COCO has been on a roller coaster for the past two months. After hitting a 52-week low of $4.23 in late August, COCO climbed to $7.19 the first week of October. Now it’s come full circle and is back down to $4.51.
This is the result of regulatory uncertainty, management decisions, and speculation. Two months ago, worries about the Department of Education’s new rules restricting student loans to COCO (and all for-profit school) students was the only thing dictating stock prices. Then on September 25th, the stock was thrown a bone. The Dept. of Education announced that their ruling on for-profit colleges would be delayed, as reported by Bloomberg. This would prove to be the news that drove COCO to its recent highs.
More recently, COCO has been pummeled by unexpected bad news. First, the COO jumped ship on October 12th (AP). The next day, Apollo Group rattled the industry by withdrawing guidance and warning of declining enrollment as they prepare for the Dept. of Education’s stricter regulations (Bloomberg). The final straw came yesterday as COCO itself announced tuition hikes and dropping enrollment (Reuters)
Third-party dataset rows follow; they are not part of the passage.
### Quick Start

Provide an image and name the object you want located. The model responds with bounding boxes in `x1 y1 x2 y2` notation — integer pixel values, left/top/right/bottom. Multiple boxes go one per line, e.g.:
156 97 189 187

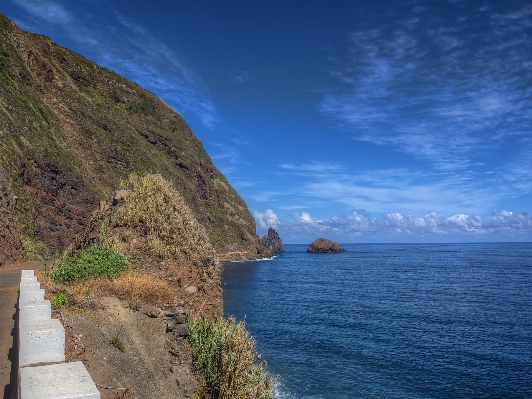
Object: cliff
0 14 264 266
0 164 22 266
260 227 284 253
Too bad I had them picked as a diamond in the rough and bought options. Now things are ugly and looking worse. While COCO was a cash cow, those days may be over, as the whole industry is dependent on 80-90% of revenues for Dept. of Education regulated student loans. Who knows what the industry will be worth in the
future.Ouch. Should have sold them in October. And the moral of the story is: When the market throws you a bone (as it did with the Dept. of Ed. ruling delay), Take It!